Bez kontaktu z biznesem nie mogłybyśmy istnieć. Doskonale, od lat układa nam się współpraca z tymi, którzy byli z nami praktycznie od początku, jak np. firmą kosmetyczną Oceanic Doroty Soszyńskiej, która obdarowuje nasze beneficjentki doskonałymi kremami, bierze udział w naszych warsztatach i innych spotkaniach czy Berendowicz&Kublin, której współwłaścicielka Beata Berendowicz zapewniła nam 1000 pełnych usług fryzjerskich.

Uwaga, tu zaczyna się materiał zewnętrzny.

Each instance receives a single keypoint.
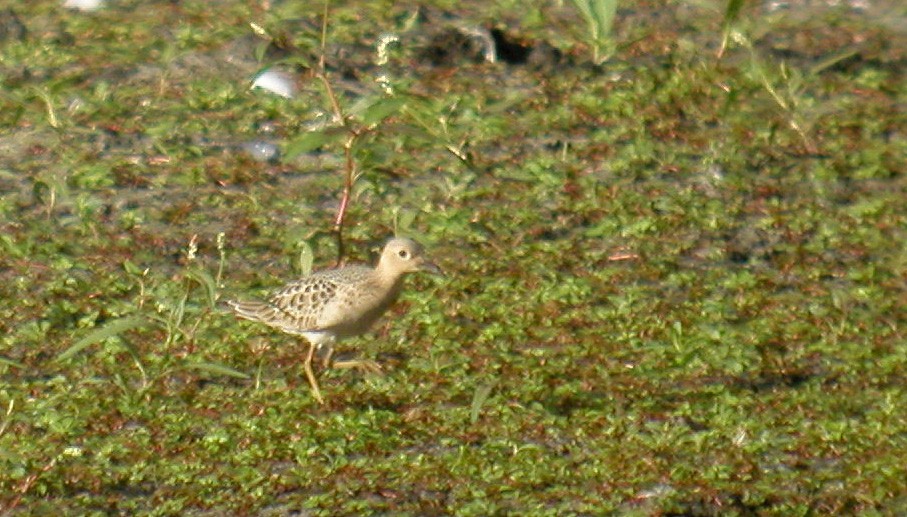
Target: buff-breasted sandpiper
(334, 304)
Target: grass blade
(10, 362)
(216, 368)
(110, 329)
(479, 399)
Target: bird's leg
(307, 366)
(326, 360)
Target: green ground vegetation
(675, 281)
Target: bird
(333, 304)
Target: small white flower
(276, 81)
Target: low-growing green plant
(599, 16)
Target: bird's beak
(430, 267)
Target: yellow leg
(307, 366)
(326, 361)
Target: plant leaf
(479, 399)
(217, 368)
(109, 329)
(207, 281)
(10, 362)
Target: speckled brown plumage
(334, 304)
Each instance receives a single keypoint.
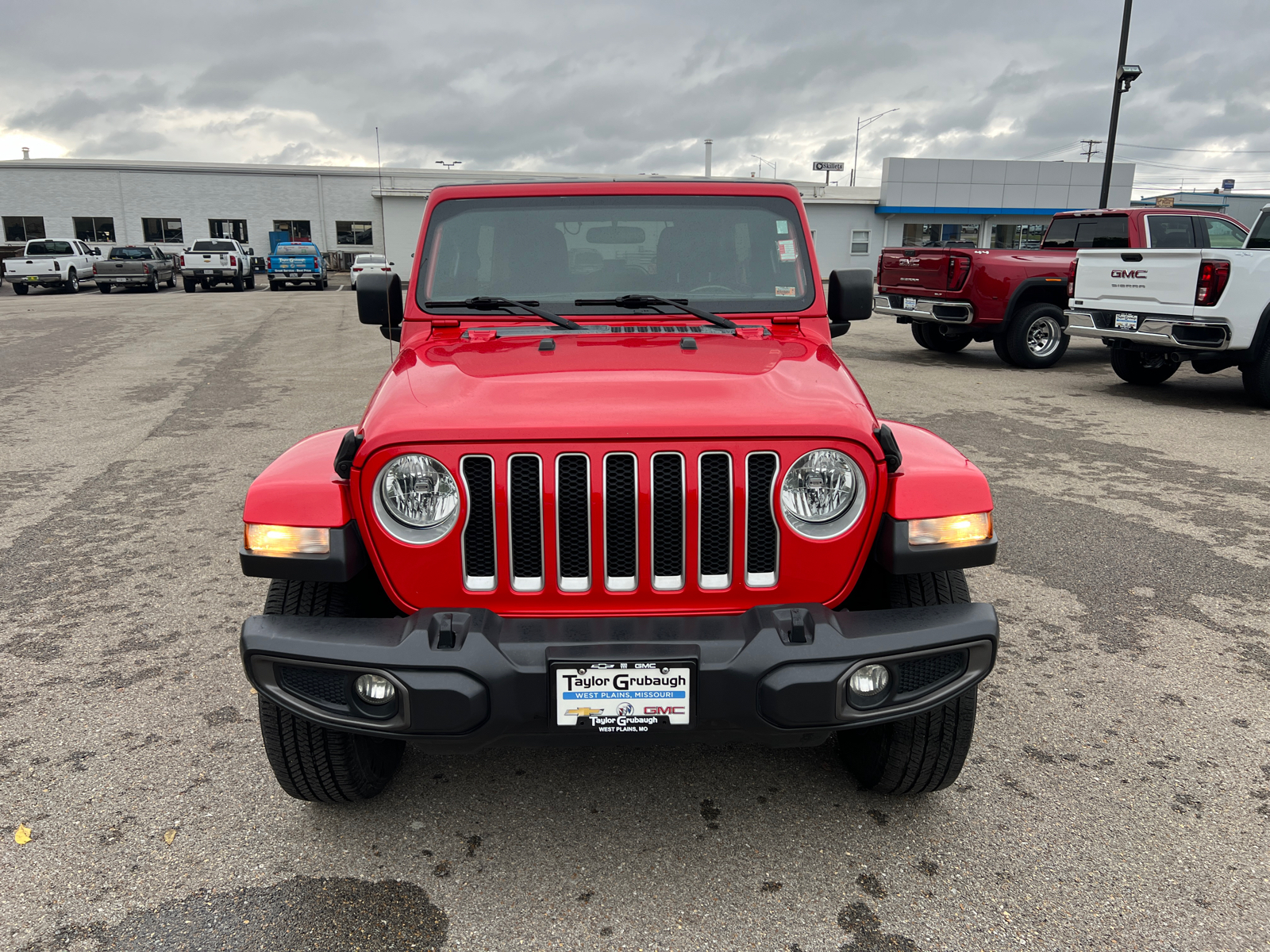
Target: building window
(941, 235)
(228, 228)
(94, 228)
(165, 232)
(296, 230)
(1024, 236)
(353, 232)
(23, 228)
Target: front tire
(1142, 368)
(925, 753)
(1035, 336)
(309, 761)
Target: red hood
(622, 386)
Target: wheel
(1257, 378)
(309, 761)
(999, 344)
(1142, 368)
(925, 753)
(1035, 336)
(943, 338)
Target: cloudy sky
(635, 86)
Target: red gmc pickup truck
(1015, 298)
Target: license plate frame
(654, 708)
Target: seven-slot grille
(615, 556)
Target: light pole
(1124, 78)
(860, 125)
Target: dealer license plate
(628, 697)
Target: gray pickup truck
(135, 267)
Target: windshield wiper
(652, 301)
(502, 304)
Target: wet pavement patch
(298, 916)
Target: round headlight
(821, 486)
(418, 492)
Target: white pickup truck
(51, 263)
(1160, 306)
(216, 262)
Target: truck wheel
(1257, 378)
(309, 761)
(1035, 336)
(1142, 368)
(941, 338)
(925, 753)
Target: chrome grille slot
(573, 520)
(667, 522)
(762, 539)
(622, 530)
(525, 520)
(480, 573)
(714, 505)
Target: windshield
(48, 248)
(721, 253)
(1102, 232)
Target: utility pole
(1124, 78)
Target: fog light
(869, 681)
(375, 689)
(952, 530)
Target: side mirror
(379, 300)
(850, 298)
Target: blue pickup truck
(296, 263)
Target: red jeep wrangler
(616, 488)
(1015, 298)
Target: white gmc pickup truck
(1159, 306)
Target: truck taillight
(1212, 282)
(959, 266)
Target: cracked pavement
(1118, 791)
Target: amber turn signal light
(950, 530)
(286, 539)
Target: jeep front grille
(601, 533)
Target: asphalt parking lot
(1118, 795)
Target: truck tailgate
(1164, 279)
(914, 268)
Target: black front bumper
(469, 678)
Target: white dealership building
(353, 209)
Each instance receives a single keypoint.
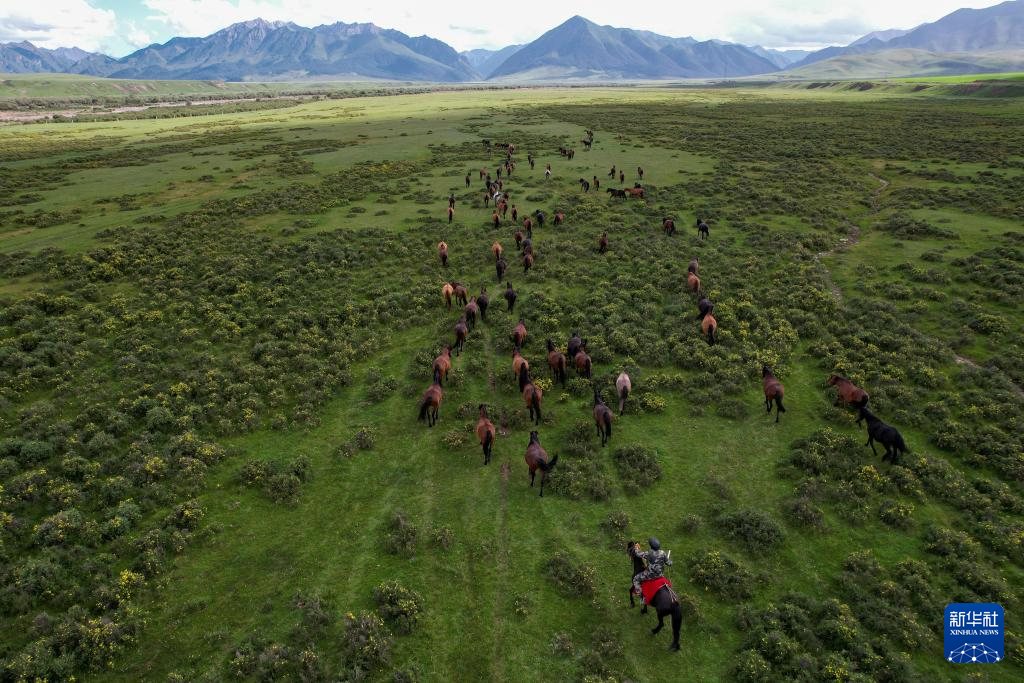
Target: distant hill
(997, 28)
(485, 61)
(274, 50)
(581, 49)
(909, 61)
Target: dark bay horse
(485, 432)
(664, 601)
(431, 402)
(847, 392)
(885, 434)
(773, 391)
(537, 458)
(557, 364)
(602, 418)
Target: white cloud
(56, 23)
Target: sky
(120, 27)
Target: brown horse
(485, 432)
(709, 326)
(471, 310)
(847, 392)
(446, 292)
(602, 418)
(431, 402)
(461, 332)
(537, 457)
(692, 283)
(519, 333)
(442, 364)
(773, 392)
(482, 300)
(583, 361)
(557, 364)
(519, 365)
(623, 387)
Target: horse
(519, 364)
(531, 395)
(573, 346)
(461, 332)
(557, 364)
(431, 401)
(471, 309)
(885, 434)
(602, 418)
(847, 392)
(623, 387)
(709, 326)
(519, 333)
(537, 458)
(583, 361)
(693, 283)
(705, 306)
(482, 301)
(442, 364)
(510, 295)
(485, 432)
(664, 601)
(773, 392)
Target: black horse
(664, 601)
(885, 434)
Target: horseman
(656, 560)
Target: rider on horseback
(656, 560)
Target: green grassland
(214, 335)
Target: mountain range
(577, 49)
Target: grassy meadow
(214, 335)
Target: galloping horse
(556, 361)
(885, 434)
(531, 395)
(519, 333)
(431, 402)
(664, 601)
(709, 326)
(537, 458)
(602, 418)
(847, 392)
(442, 364)
(623, 387)
(510, 295)
(485, 432)
(461, 332)
(773, 392)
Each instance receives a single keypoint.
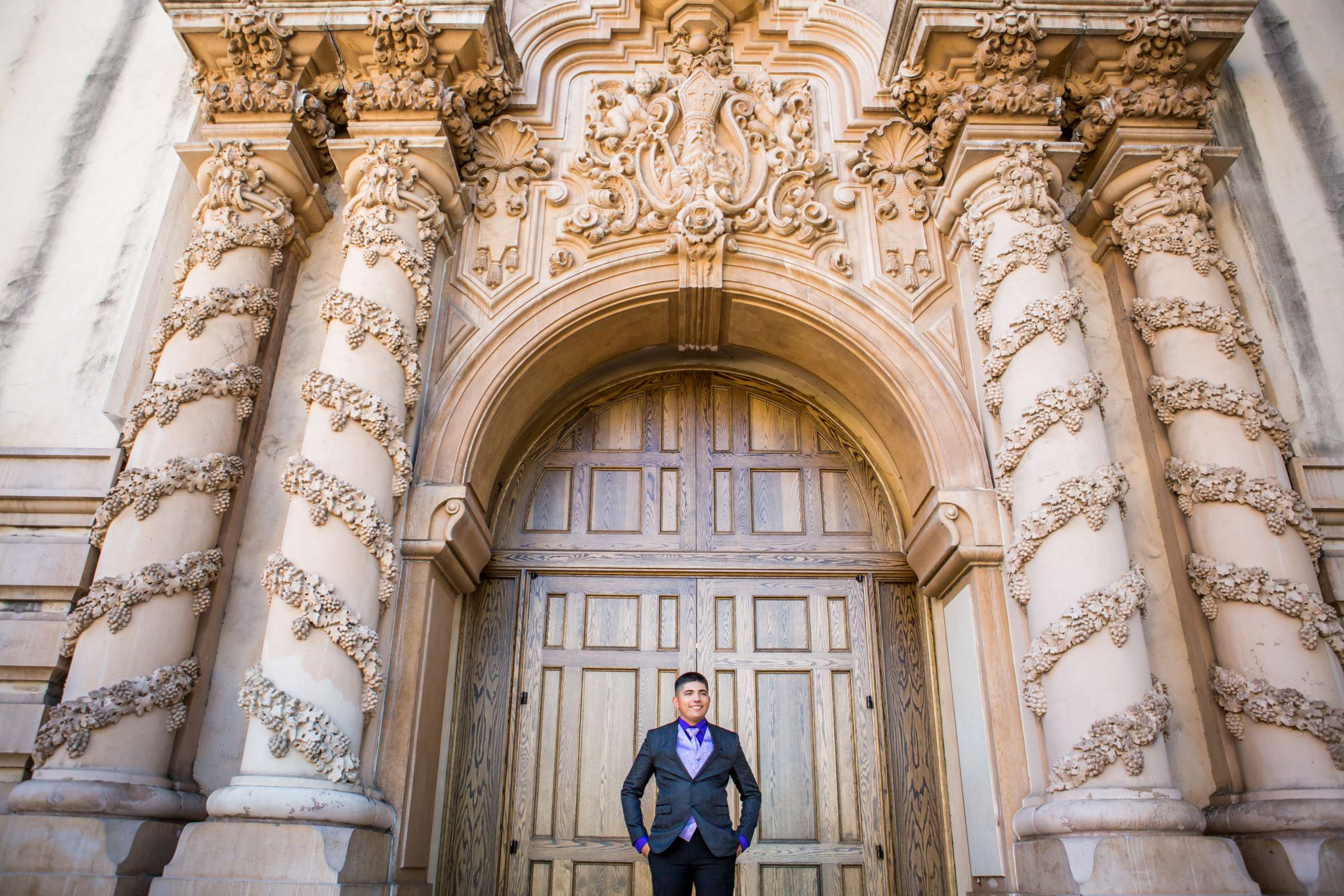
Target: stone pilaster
(1254, 543)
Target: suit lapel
(671, 746)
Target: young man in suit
(693, 840)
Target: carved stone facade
(449, 331)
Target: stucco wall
(89, 116)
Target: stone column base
(1307, 864)
(230, 857)
(1131, 864)
(62, 855)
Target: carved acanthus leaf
(686, 53)
(320, 608)
(163, 398)
(216, 473)
(1039, 316)
(701, 160)
(330, 496)
(893, 156)
(1173, 394)
(1109, 608)
(366, 319)
(300, 725)
(115, 595)
(1152, 315)
(1086, 496)
(1214, 581)
(71, 723)
(192, 314)
(348, 402)
(1061, 403)
(391, 184)
(1007, 81)
(1285, 707)
(1120, 736)
(1194, 483)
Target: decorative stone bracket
(447, 526)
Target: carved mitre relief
(894, 163)
(702, 159)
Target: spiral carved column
(320, 675)
(1086, 672)
(1254, 543)
(105, 749)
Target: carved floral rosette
(297, 725)
(320, 608)
(163, 398)
(1058, 405)
(1117, 736)
(1214, 581)
(701, 160)
(328, 496)
(192, 314)
(116, 595)
(1109, 608)
(72, 722)
(143, 488)
(1285, 707)
(1195, 483)
(1089, 496)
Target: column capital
(1136, 157)
(1085, 65)
(1029, 171)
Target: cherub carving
(780, 120)
(616, 119)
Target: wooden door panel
(600, 657)
(790, 671)
(795, 656)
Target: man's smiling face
(691, 702)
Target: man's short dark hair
(687, 678)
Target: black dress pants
(686, 863)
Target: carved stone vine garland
(1119, 736)
(1194, 483)
(1109, 608)
(297, 725)
(328, 496)
(320, 608)
(1285, 707)
(1088, 496)
(72, 722)
(143, 488)
(116, 595)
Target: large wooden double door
(791, 669)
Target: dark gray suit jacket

Współpracujemy też np. z siecią hoteli Accor i programem Woman at Accor Hotels Generations, PPG Industries (producentem m.in. farb Decoral), współpracowaliśmy z firmą bieliźniarską Dalia, z producentem obuwia Badura, designerami i projektantami odzieży i biżuterii, producentami środków czystości czy urządzeń kuchennych, Polską Radą Centrów Handlowych, która zorganizowała w centrach handlowych w całej Polsce, a także na swojej dorocznej Gali akcję SOS. Takich firm, instytucji i wielkich światowych korporacji jest na prawdę całkiem sporo. Organizują u siebie akcje „SOS – Podaruj szczęśliwą sukienkę”, albo kupują, jako cegiełki, nasze książki „W sukience do sukcesu”. Zamawiają płatne warsztaty, biorą udział w naszych galach i innych eventach jako sponsorzy. To dowód, że doceniają nasz społeczny wysiłek w przywracaniu kobiet na rynek pracy i chętnie włączają się w nasze działania. Serdecznie zapraszam wszystkich, którzy chcieliby się włączyć w nasze działania!

Jest Pani założycielką Dress for Success w Polsce i dobrym duchem całej inicjatywy, a także autorką poradników wizerunkowych, książek magicznych i powieści dla kobiet, w tym „Mandragory”…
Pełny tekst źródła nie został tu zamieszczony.